The Boston Globe

Lab space vacancy highest in 10 years

Real estate report finds 11.7 percent availabili­ty rate in the Boston area

- By Dana Gerber GLOBE STAFF Dana Gerber can be reached at dana.gerber@globe.com. Follow her @danagerber­6.

As local biotech companies slash jobs and face dwindling investment­s, it appears that the long-red-hot real estate market for life sciences space in the area is continuing to follow a similar downward trend.

Lab space vacancies in the Boston area hit a 10-year high in the third quarter, reaching an 11.7 percent availabili­ty rate, according to a report released Thursday by real estate firm Colliers. This represents more than five million square feet of unclaimed space, up from just 300,000 square feet of available space on the market in 2021. The demand from companies looking for space has dropped from about eight million square feet in 2021 to about two million square feet today.

“More companies these days are finding themselves concerned with stretching out the money they have, increasing their runway for operations, than they are about going out and leasing extra space for growth,” said Jeffrey Myers, a research director at Colliers.
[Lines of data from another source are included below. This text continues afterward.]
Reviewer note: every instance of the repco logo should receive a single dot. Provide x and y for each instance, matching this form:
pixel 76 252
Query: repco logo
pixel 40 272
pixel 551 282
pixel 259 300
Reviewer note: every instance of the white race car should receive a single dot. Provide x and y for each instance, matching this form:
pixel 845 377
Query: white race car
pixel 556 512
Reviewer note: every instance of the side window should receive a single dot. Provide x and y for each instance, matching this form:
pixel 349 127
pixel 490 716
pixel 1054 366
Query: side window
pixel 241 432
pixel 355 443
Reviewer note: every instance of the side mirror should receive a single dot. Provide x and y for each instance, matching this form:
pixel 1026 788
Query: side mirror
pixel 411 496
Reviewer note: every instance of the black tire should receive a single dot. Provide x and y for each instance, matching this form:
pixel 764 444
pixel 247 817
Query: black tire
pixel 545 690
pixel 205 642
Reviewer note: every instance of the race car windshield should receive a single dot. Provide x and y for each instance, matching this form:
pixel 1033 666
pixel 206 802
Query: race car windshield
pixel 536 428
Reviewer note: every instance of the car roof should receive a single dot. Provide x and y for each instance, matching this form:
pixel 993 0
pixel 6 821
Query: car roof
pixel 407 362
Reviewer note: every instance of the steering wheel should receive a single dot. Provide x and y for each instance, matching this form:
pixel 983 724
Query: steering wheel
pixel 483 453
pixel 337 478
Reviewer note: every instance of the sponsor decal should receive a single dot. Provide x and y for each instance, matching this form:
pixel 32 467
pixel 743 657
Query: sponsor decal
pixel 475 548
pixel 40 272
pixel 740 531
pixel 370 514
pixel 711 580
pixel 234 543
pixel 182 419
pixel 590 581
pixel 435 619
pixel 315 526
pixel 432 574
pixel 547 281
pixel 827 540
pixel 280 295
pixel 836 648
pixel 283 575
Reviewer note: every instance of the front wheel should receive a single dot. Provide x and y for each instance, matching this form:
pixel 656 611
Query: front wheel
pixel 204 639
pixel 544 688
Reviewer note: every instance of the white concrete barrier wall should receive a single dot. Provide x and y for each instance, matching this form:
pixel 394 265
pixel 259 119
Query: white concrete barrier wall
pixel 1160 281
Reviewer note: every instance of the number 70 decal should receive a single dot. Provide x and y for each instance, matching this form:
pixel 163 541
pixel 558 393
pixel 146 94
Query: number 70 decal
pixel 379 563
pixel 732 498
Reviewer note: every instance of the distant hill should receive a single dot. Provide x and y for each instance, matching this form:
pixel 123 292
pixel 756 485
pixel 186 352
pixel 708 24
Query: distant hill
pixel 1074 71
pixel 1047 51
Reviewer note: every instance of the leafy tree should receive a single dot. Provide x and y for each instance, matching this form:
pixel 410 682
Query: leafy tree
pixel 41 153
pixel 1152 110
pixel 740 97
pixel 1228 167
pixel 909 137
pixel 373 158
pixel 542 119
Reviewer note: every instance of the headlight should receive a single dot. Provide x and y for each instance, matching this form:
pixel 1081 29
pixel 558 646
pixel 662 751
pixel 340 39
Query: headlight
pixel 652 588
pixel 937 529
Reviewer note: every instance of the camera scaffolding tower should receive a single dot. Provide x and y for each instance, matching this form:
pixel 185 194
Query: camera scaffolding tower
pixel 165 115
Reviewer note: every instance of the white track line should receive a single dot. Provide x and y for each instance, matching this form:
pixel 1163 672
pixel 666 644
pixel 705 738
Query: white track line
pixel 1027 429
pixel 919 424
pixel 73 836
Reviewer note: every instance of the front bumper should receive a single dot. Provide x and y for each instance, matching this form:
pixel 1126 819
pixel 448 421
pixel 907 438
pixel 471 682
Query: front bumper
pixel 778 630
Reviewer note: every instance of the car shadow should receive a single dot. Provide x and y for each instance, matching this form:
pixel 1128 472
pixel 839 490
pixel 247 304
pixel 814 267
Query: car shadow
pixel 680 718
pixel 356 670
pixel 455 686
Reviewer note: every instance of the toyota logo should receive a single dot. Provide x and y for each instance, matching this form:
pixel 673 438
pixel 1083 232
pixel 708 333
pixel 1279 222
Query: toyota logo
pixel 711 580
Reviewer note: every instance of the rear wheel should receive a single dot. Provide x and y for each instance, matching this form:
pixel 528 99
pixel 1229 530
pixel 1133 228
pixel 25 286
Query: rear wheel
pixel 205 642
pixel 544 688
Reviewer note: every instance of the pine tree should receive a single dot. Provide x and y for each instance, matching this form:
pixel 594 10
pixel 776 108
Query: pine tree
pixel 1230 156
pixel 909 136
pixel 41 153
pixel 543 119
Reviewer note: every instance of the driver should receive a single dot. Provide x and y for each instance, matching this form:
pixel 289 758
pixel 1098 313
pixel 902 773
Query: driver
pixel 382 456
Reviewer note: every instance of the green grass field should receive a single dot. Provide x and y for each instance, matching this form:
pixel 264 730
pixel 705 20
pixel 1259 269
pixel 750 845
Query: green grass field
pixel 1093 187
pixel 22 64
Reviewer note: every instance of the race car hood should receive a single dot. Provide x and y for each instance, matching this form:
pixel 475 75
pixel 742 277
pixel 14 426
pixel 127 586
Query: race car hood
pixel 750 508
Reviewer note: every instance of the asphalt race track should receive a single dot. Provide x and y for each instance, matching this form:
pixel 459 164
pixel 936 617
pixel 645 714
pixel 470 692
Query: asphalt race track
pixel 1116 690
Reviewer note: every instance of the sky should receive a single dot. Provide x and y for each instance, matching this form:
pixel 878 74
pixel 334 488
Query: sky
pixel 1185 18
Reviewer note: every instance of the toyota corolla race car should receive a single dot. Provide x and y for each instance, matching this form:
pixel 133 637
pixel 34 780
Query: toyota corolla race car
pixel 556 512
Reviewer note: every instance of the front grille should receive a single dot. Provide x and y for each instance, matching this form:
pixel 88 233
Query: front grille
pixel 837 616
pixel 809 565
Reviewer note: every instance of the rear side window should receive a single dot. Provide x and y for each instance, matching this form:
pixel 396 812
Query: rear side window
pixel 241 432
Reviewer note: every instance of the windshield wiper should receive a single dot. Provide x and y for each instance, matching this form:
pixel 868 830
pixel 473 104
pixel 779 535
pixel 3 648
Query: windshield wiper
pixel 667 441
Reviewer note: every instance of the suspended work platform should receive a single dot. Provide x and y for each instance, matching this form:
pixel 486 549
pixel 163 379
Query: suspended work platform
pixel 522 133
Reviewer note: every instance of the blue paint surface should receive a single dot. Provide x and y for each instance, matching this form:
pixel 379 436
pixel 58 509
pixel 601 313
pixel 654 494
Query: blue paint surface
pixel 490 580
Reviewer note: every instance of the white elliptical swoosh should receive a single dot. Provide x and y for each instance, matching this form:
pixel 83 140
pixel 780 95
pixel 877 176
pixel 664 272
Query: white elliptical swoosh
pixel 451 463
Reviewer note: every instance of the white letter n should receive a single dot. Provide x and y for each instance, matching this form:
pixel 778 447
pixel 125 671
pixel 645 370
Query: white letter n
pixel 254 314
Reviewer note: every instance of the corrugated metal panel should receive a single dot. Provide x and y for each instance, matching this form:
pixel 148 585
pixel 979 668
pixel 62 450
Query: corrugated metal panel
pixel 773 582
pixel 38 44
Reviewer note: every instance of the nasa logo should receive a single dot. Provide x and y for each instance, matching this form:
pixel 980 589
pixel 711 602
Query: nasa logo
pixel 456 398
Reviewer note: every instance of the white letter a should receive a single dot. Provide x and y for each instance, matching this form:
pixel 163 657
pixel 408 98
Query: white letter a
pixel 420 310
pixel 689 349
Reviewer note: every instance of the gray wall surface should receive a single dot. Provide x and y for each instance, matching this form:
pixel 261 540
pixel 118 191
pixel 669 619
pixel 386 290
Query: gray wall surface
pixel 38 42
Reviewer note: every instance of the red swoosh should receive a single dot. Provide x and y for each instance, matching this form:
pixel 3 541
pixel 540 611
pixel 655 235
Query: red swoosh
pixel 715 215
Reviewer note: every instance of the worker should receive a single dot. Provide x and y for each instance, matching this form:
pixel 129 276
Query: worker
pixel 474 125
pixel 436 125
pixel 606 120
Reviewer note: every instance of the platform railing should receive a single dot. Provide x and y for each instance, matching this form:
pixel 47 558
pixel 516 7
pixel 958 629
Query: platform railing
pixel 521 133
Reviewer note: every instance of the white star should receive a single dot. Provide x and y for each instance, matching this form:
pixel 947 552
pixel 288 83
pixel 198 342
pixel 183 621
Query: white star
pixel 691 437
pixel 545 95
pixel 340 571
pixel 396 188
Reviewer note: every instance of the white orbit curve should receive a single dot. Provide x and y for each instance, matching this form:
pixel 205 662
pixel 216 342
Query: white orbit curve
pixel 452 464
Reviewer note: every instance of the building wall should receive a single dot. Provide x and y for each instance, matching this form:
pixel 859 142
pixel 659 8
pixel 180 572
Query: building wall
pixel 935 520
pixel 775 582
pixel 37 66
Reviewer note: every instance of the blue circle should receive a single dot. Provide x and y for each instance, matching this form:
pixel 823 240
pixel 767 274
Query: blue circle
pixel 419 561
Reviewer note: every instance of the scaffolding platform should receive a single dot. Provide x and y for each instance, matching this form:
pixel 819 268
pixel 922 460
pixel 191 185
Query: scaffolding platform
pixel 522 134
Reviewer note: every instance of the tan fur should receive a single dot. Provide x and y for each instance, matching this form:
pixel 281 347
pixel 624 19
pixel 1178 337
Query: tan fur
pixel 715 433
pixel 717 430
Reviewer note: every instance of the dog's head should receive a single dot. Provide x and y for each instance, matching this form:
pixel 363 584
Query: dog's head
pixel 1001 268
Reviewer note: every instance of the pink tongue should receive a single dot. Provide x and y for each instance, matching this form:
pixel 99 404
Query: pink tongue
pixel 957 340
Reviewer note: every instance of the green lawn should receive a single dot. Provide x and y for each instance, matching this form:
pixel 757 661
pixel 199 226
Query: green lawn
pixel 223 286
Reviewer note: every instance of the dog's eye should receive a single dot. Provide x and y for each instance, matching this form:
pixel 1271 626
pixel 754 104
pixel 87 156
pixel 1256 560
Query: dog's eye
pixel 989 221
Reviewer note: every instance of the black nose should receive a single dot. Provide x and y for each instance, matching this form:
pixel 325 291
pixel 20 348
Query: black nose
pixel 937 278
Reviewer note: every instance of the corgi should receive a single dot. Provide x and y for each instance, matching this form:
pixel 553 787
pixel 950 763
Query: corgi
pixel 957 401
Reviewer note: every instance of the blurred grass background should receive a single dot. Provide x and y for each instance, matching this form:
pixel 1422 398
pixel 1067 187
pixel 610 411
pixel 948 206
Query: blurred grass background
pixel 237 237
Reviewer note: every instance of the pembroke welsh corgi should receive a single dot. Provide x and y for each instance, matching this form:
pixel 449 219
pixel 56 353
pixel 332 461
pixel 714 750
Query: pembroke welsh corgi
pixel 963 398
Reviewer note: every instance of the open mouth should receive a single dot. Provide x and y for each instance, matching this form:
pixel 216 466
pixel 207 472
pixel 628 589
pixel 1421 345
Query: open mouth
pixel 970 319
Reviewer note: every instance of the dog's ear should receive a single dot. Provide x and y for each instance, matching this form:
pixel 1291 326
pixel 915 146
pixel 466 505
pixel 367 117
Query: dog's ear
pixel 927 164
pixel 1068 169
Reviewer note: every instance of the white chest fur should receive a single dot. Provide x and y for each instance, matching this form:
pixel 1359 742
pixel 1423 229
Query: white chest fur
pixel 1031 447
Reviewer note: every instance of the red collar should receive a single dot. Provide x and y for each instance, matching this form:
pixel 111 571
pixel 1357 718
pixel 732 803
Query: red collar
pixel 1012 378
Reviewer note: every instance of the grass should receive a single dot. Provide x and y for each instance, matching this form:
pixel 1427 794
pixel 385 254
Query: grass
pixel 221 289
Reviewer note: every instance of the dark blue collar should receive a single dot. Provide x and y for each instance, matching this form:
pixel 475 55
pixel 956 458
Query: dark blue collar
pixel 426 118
The rising vacancy rates, Myers said, are an issue of supply outstrippi­ng demand. A wave of projects that launched constructi­on a few years ago when inventory was tight are now opening into a market that suddenly has little need for them.

“The market needs more space,” Myers said, “but just not as much as is currently being built.”

The properties struggling the most, Colliers found, are the newest ones to come on the scene, with 30 percent of the space in buildings completed this year yet to be leased, compared to just 0.1 percent of space in new buildings that opened in 2020 and 2021.

With plenty more constructi­on still underway — such as Harvard’s new Enterprise Research Campus in Allston — vacancy rates are expected to continue to mount through next year, said Myers. But that doesn’t mean there is diminished demand: There has been an 11 percent increase in occupied inventory over the last four quarters, Colliers reported, thanks in part to tenants locking down space prior to a building’s completion.

“The market’s not dead,” Myers said. “There are opportunit­ies for leasing. It’s just not as strong as it was before.”

And in a market where many corners of the region have ample lab space, some geographie­s are faring better than others.

Consider Boston: Citywide, there is an 11 percent vacancy rate for life science space — far higher than its historical average — but that figure drops down to 2.3 percent in Allston/Brighton and swells to 14.7 percent in the Seaport.

Cambridge, home to the life science hotbed of the Kendall Square neighborho­od, has a vacancy rate of 9.9 percent — lower than that of either Boston or the suburbs, though the highest for the city in almost a decade.

Farther-flung areas are saddled with the most empty space, with a 13.2 percent vacancy rate in the suburbs, though close-in Watertown and Somerville are well-positioned for a recovery “in the long haul,” said Myers.

The conditions right now make for a strong renter’s market, Myers said, with more firms able to afford rent in neighborho­ods that they could not previously. Sublease inventory, too, is growing, making up about 40 percent of all available space as companies try to offload space they are stuck with under a long-term lease but no longer want. The subleasing inventory fastest to come off the market, Myers added, “are the spaces in the urban core,” meaning fewer renters are being pushed out into the suburbs.

“If you’re a tenant right now, and you’re in the market for space, you have options where you didn’t before — that’s not a bad thing,” he said. “You really don’t want to have a market where there is no opportunit­y for companies to grow and to locate in, and be able to reasonably afford to do so.”

The real estate flux comes as a number of once-high-flying biotech firms have shrunk their workforces in recent months, including Biogen, Sage Therapeuti­cs, and Takeda, all in Cambridge.

The job reductions are part of a broader cooldown in the life sciences sector as venture capital investment­s drop and regulatory developmen­ts — such as President Biden’s move to allow Medicare to negotiate with drug manufactur­ers over prices — send shockwaves through the industry.